Una rete tesa tra diritti umani, solidarietà e cultura musicale

 Per donazioni a favore di questi progetti

Associazione ImmaginArte
Banca d'appoggio: Credito Valtellinese
IBAN: IT56 I052 1610 8000 0000 0005 777

Una Primavera per...

Dal 2009 ImmaginArte è promotrice e coordinatrice, insieme ad altre realtà, del progetto Una Primavera per...

Si tratta di una rassegna musicale che coinvolge una rete di conservatori (italiani e stranieri) e i loro allievi che mettono il loro talento a disposizione di altri giovani che vivono situazioni culturalmente difficili.

Negli anni, grazie all’aiuto di tante persone, il progetto Una Primavera per… è riuscito a realizzare significativi e concreti obiettivi: le passate edizioni 2009/10/11 hanno permesso la costruzione di una scuola di musica nel Quelimane (Mozambico); quelle del 2012/13 di contribuire alla formazione musicale dei giovani alunni della scuola di musica Sainte Trinité (Haiti) attraverso borse di studio, strumenti musicali e spartiti; quelle del 2014 e 2015 di rinforzare l’attività dell’Orchestra angolana Kaposoka e di realizzare un magnifico gemellaggio che ha coinvolto gli allievi del suo Conservatorio e i giovani strumentisti angolani in una meravigliosa collaborazione musicale; quelle del 2016-2018 sono state dedicate alla Cape Traditional Singers and Brass Band del sobborgo di Mitchell’s Plain a Cape Town in Sudafrica.

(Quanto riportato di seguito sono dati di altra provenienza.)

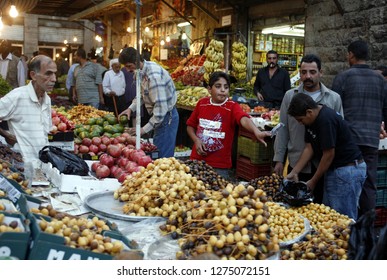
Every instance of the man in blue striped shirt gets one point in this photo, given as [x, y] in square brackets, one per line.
[158, 93]
[364, 97]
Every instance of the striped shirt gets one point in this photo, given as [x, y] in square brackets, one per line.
[86, 81]
[364, 96]
[158, 93]
[28, 120]
[113, 81]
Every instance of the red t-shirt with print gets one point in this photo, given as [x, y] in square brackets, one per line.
[215, 126]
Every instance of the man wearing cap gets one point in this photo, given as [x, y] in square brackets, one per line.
[158, 93]
[114, 87]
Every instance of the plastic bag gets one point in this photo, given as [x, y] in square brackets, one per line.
[362, 238]
[295, 193]
[64, 161]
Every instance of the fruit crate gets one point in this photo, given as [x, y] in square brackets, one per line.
[381, 197]
[381, 217]
[247, 170]
[381, 179]
[382, 159]
[255, 151]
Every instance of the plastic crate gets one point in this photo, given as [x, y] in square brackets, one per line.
[255, 151]
[381, 197]
[382, 159]
[381, 217]
[247, 170]
[381, 180]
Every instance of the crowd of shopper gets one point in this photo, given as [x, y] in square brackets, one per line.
[329, 140]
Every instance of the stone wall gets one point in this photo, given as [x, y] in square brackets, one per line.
[329, 32]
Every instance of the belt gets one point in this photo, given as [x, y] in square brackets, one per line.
[355, 162]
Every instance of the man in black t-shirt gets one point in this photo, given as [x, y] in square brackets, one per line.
[329, 139]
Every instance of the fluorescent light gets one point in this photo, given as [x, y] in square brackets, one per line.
[290, 30]
[182, 24]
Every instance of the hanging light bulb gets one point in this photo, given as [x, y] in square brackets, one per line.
[13, 11]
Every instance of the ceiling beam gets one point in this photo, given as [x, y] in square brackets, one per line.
[207, 12]
[109, 25]
[97, 8]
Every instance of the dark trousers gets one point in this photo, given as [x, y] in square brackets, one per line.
[318, 191]
[367, 199]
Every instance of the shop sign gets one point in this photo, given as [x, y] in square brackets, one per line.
[226, 20]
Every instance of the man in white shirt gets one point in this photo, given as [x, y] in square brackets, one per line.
[114, 87]
[28, 109]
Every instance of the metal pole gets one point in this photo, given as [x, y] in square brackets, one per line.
[138, 82]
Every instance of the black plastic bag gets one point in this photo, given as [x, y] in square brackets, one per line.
[295, 193]
[64, 161]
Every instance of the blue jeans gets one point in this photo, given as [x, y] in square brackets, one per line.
[342, 188]
[164, 136]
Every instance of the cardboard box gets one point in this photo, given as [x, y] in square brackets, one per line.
[64, 145]
[61, 136]
[15, 244]
[70, 183]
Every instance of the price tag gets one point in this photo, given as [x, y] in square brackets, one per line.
[12, 193]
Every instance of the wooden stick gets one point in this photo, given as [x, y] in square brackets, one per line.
[115, 105]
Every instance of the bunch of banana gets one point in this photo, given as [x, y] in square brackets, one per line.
[191, 95]
[239, 60]
[214, 58]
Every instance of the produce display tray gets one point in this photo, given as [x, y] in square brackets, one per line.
[103, 203]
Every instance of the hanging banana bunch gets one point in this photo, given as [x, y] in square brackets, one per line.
[214, 58]
[239, 60]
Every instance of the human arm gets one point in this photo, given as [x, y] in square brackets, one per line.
[21, 74]
[282, 137]
[248, 124]
[199, 145]
[106, 85]
[257, 87]
[160, 93]
[305, 157]
[286, 82]
[100, 92]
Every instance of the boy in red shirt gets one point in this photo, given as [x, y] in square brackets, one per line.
[212, 124]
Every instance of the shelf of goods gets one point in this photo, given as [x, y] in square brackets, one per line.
[253, 158]
[381, 192]
[289, 49]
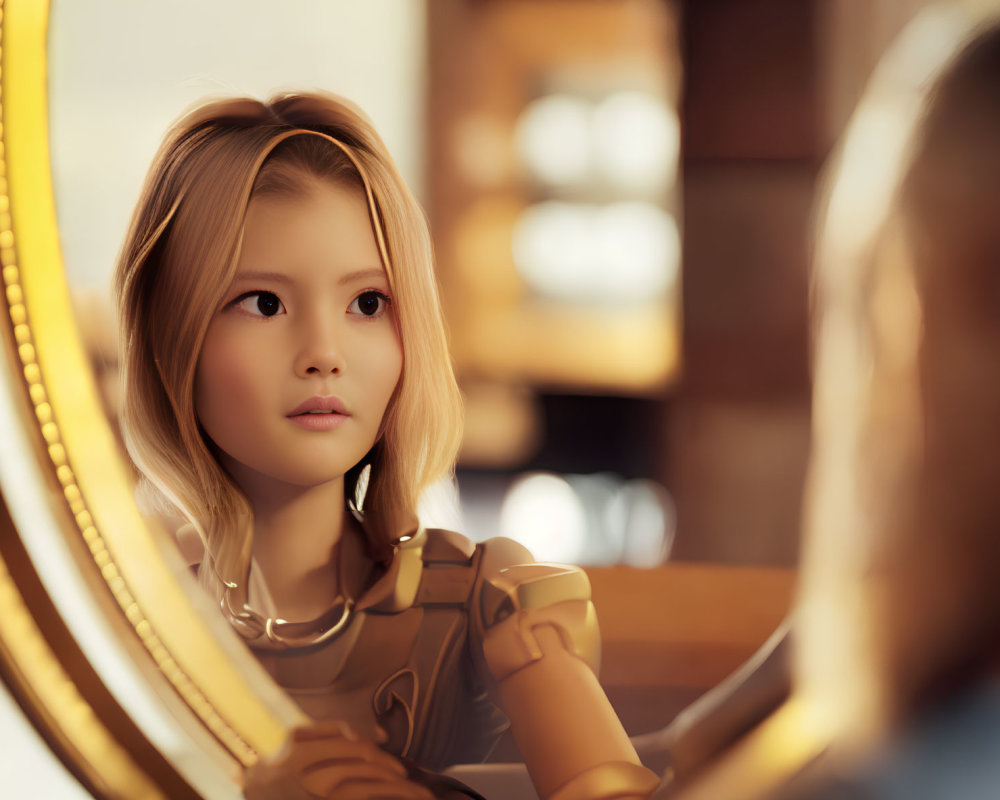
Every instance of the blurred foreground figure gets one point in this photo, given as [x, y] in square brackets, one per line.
[900, 609]
[896, 652]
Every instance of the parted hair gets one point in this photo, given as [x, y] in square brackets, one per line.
[178, 260]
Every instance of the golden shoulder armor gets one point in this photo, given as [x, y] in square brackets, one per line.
[518, 600]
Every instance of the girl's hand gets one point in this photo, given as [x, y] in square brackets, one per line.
[328, 760]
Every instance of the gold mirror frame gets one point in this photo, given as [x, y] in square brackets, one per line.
[198, 670]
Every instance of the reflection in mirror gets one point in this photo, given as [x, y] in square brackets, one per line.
[568, 439]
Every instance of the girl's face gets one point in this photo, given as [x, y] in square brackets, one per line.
[299, 363]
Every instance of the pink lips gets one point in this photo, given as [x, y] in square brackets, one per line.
[319, 413]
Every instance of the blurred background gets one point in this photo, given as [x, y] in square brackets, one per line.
[620, 193]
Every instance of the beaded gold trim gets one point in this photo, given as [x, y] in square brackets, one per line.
[31, 22]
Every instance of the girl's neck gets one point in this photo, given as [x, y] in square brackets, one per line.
[296, 536]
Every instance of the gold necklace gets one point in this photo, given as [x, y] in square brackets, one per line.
[252, 625]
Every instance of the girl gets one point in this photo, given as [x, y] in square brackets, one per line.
[288, 391]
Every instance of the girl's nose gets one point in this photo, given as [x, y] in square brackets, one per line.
[320, 350]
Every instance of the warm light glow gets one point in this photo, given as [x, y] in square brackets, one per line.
[636, 140]
[644, 513]
[553, 138]
[602, 254]
[629, 140]
[544, 513]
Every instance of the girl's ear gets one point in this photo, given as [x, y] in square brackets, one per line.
[357, 503]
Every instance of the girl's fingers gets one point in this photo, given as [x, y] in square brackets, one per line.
[380, 790]
[324, 729]
[322, 754]
[333, 780]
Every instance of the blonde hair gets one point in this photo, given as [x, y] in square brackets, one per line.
[178, 259]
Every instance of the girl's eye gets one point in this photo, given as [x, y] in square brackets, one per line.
[370, 304]
[260, 304]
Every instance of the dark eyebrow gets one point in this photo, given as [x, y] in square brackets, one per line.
[368, 273]
[274, 277]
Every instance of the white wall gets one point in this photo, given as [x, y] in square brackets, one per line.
[122, 70]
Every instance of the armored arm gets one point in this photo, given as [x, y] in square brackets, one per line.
[542, 646]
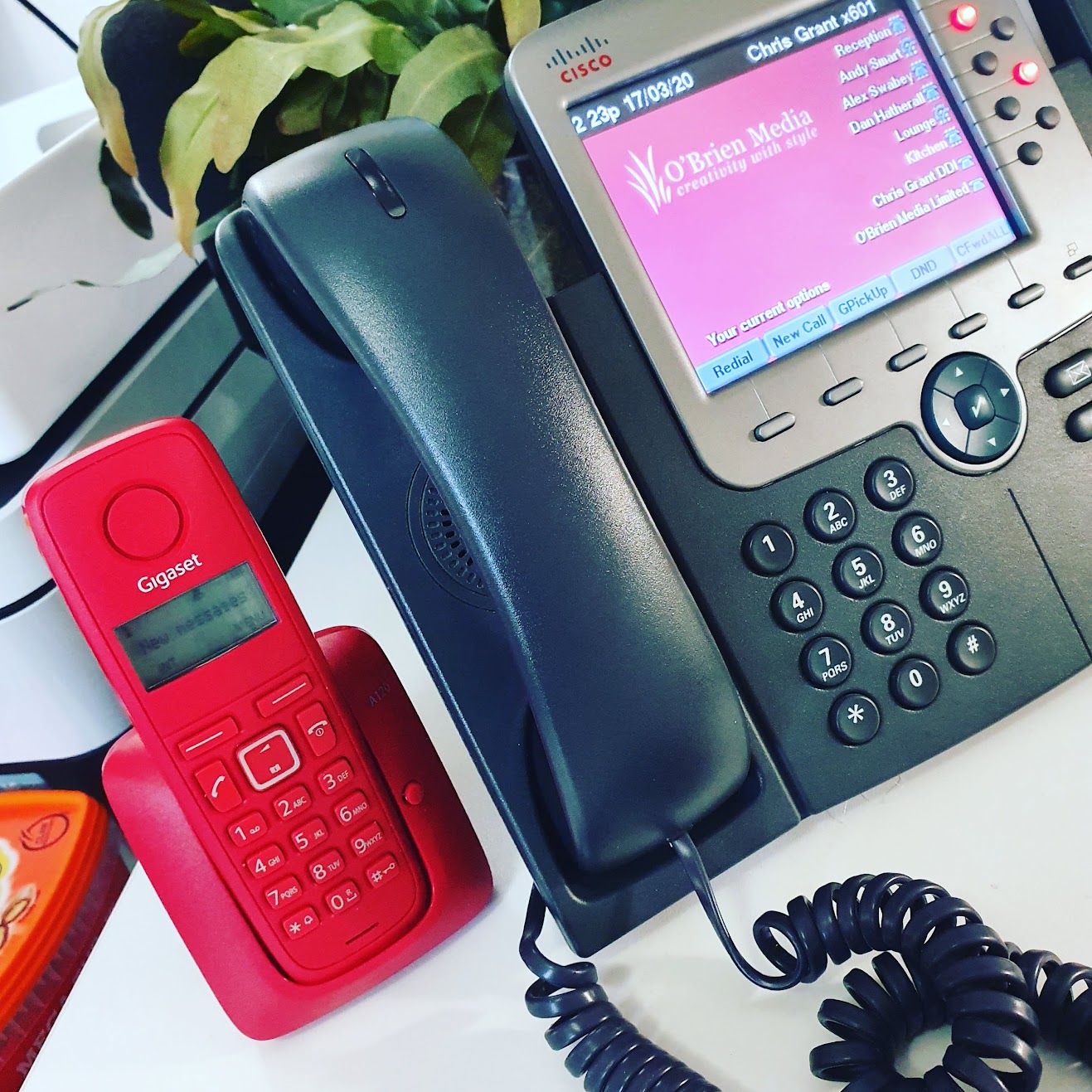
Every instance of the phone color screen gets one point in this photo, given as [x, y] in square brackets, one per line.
[784, 185]
[197, 626]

L'undicesima edizione (2019) è dedicata all'INSAAC - l’Institut National Supérieur des Arts et de l’Action Culturelle di Abidjan (Costa d’Avorio) che sta dedicando, fra le altre attività, particolare attenzione all’Orchestre de chambre.
L’Orchestra da camera è il più giovane ensemble dell’INSAAC ed è composta da una quarantina di musicisti rigorosamente selezionati fra gli ottanta allievi che vi partecipano. Nata nel 2016, ha l’obiettivo di stimolare la cultura sinfonica in Costa d’Avorio interpretando repertori di musica tradizionale e classica occidentale. L’ambizioso obbiettivo dell’Orchestra è quello di diventare la prima orchestra sinfonica della Costa d’Avorio ma, per raggiungerlo, l’orchestra ha bisogno di strumenti musicali e percorsi formativi per gli studenti.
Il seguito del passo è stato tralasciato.